One of the most attractive and architecturally varied streets in York is Stonegate.
The road has always been central to the City’s layout. Six feet below its pavement lies the Roman Via Praetoria, which connected the Basilica at the centre of the fortress to the bridge over the River Ouse and the civilian settlement on the other side.
The Roman road may have given the street its name, although Francis Drake records in 1736: ‘It had this name given as is said from the vast quantity of stone lead through this street for the building of the cathedral’. Limestone for the construction of the Minster was indeed brought in from Tadcaster by river. Drake also records that, at the bottom of the street, was a spot called ‘cuckolds’ corner’ although he doesn't explain why.
From the Middle Ages the top of the street fell under the jurisdiction of York Minster and was home to related trades and crafts. Goldsmiths, printers and glass painters all had their premises here and have left their mark over the centuries. No. 35 has stained glass in its fine windows. The Red Devil outside No. 33 is a traditional symbol of a printer and indicates the way to Coffee Yard where, in the eighteenth century, the eccentric writer and publisher Thomas Gent had his premises.

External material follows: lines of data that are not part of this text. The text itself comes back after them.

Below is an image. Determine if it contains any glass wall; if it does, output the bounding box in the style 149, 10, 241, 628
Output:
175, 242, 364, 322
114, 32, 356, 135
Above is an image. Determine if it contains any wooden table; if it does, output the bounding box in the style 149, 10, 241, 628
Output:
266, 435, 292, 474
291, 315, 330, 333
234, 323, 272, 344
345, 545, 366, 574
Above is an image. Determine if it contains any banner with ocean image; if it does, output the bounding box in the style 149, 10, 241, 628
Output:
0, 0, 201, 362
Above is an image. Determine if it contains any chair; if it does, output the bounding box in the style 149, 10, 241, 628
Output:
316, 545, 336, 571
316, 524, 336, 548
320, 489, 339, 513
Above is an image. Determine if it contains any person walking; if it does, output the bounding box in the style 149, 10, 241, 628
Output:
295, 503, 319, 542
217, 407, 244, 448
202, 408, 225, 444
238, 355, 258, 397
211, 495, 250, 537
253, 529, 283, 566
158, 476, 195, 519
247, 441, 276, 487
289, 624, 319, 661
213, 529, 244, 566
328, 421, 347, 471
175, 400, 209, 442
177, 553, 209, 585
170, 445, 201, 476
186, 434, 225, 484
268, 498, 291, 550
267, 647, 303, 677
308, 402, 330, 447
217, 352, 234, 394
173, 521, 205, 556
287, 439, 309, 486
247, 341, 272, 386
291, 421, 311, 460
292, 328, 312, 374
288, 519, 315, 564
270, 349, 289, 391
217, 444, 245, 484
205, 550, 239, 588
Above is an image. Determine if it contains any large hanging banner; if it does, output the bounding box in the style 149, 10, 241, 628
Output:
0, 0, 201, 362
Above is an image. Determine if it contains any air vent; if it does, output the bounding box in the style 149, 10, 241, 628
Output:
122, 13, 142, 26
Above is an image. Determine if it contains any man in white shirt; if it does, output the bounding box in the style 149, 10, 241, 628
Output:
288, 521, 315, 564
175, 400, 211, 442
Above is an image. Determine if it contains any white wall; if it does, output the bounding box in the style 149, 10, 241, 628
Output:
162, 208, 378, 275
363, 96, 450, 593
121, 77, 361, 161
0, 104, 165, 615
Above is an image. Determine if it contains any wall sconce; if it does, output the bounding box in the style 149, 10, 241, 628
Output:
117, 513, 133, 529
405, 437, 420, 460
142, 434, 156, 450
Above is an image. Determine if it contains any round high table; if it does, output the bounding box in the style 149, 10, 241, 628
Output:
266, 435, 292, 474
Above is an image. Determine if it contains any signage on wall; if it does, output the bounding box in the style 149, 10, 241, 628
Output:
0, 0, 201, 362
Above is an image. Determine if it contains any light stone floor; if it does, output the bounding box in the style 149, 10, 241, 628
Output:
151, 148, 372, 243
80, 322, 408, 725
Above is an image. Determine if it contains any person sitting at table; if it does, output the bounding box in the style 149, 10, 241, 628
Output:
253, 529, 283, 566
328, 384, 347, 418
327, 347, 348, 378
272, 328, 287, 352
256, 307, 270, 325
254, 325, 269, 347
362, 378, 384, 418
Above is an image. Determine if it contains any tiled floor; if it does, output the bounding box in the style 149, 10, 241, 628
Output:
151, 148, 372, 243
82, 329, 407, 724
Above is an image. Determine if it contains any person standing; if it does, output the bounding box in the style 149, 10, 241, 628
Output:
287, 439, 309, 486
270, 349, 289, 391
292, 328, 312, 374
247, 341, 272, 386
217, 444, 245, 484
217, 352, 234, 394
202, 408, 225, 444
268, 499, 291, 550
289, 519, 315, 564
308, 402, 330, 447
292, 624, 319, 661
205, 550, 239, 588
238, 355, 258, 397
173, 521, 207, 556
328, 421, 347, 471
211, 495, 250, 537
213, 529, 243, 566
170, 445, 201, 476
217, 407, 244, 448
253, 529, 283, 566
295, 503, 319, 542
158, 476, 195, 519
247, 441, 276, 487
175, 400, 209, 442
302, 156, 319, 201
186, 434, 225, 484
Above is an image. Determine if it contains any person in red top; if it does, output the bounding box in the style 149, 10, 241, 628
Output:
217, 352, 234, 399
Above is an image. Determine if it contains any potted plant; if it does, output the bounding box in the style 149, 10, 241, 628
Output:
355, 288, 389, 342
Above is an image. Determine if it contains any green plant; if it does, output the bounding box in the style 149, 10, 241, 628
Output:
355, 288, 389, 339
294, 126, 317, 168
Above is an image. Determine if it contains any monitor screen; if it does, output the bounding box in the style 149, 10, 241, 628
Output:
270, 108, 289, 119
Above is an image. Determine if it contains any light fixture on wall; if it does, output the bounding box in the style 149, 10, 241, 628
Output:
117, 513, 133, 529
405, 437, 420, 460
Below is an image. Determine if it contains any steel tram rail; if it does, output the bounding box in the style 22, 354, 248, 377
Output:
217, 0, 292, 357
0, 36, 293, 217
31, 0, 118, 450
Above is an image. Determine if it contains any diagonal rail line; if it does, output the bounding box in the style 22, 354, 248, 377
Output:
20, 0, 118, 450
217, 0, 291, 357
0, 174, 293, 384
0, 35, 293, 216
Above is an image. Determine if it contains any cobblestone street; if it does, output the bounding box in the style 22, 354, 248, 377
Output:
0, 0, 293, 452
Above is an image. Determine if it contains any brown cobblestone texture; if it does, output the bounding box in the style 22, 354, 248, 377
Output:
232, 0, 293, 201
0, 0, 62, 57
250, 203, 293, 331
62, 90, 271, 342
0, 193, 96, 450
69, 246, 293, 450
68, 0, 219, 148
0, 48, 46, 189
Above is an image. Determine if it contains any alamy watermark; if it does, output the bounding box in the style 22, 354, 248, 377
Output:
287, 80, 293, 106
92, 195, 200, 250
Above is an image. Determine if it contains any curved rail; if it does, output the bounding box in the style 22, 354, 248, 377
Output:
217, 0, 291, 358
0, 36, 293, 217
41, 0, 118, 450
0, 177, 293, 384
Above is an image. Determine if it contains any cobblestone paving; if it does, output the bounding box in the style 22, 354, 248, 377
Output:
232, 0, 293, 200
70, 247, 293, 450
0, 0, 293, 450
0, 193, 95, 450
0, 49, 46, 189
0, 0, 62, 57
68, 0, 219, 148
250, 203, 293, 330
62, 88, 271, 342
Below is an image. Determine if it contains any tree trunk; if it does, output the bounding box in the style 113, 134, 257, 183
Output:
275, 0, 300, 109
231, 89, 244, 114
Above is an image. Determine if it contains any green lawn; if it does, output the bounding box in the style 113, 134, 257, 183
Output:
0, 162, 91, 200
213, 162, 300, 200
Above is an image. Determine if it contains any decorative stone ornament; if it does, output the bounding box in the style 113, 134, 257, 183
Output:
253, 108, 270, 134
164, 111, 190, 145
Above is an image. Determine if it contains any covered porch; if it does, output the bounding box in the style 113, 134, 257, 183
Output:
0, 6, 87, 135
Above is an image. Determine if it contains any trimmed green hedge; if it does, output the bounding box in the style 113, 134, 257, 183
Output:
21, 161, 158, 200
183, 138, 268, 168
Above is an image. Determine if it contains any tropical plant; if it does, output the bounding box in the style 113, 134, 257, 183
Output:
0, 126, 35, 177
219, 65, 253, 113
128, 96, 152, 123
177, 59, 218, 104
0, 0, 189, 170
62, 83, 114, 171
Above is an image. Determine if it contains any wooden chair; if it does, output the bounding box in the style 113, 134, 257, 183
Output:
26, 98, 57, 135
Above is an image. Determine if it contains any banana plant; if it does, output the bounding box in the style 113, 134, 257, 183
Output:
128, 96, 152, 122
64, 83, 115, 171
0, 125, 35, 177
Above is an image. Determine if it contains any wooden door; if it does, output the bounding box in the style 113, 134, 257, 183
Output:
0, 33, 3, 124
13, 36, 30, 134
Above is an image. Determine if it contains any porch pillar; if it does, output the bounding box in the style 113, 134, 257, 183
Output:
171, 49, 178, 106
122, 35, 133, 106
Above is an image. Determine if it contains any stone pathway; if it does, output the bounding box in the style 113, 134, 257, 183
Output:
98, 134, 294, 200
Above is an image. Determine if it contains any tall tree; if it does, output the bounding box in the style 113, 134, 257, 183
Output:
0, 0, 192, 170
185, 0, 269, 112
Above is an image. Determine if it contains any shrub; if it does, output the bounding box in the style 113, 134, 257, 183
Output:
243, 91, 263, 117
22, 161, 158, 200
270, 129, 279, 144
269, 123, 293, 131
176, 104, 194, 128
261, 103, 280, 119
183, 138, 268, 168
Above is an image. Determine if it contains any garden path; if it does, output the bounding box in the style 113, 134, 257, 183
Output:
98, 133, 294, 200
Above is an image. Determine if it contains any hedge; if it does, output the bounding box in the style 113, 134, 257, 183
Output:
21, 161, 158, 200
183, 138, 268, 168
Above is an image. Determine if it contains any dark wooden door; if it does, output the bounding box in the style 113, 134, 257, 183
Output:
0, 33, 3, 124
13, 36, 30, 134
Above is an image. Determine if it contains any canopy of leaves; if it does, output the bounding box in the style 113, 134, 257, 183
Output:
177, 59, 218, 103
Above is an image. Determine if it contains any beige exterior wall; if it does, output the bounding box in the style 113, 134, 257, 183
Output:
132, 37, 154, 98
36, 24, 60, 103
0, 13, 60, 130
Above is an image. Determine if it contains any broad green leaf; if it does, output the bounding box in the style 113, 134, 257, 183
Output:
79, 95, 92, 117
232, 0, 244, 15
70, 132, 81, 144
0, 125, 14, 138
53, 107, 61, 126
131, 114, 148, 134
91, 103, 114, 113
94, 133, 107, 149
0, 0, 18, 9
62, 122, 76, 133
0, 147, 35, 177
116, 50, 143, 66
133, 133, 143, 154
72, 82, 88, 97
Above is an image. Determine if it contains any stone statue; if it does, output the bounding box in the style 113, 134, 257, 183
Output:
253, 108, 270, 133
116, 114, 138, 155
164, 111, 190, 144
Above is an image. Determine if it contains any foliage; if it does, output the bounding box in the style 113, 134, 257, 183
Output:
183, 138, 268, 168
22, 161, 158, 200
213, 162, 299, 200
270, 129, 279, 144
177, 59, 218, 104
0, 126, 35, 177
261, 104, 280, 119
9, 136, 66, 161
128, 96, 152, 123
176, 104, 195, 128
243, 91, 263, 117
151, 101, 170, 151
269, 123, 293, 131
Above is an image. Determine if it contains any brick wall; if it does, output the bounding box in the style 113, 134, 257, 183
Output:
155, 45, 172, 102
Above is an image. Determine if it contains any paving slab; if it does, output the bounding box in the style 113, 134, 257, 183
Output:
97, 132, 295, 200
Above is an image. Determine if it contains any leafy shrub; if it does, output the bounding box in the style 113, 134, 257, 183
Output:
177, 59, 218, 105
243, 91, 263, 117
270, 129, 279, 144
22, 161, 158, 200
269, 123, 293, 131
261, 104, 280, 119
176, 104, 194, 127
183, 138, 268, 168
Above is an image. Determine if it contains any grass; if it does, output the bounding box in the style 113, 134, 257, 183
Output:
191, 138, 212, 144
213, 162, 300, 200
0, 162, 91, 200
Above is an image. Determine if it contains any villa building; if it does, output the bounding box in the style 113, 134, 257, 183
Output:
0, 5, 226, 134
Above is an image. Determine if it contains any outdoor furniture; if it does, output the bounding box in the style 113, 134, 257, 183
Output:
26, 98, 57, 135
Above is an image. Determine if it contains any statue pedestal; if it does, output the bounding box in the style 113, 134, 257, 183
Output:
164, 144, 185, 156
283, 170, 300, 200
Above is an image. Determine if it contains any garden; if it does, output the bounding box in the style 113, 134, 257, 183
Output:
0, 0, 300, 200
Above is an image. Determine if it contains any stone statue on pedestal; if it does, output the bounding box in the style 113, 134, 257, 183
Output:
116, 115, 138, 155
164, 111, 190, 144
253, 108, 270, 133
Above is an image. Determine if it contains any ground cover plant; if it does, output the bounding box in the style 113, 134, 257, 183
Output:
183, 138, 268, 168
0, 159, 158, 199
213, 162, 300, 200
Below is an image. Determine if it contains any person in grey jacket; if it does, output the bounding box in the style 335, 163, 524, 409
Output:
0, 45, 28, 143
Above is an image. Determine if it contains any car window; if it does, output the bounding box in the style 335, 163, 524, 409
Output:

By the early 19th century Stonegate’s there was a wider range of shops, including the apothecary of a Mr Palmer, Mrs Hopton’s where corsets might be purchased, and Thomas Hardy’s, which sold gentlemen’s breeches. John Todd’s bookshop was at The Sign of the Bible, No 35. John Woolstenholme also sold books at the corner of Petergate and Minster Gates - you can still see the figure of Minerva above the door casing. In common with most booksellers he also sold other items – in his case, lottery tickets.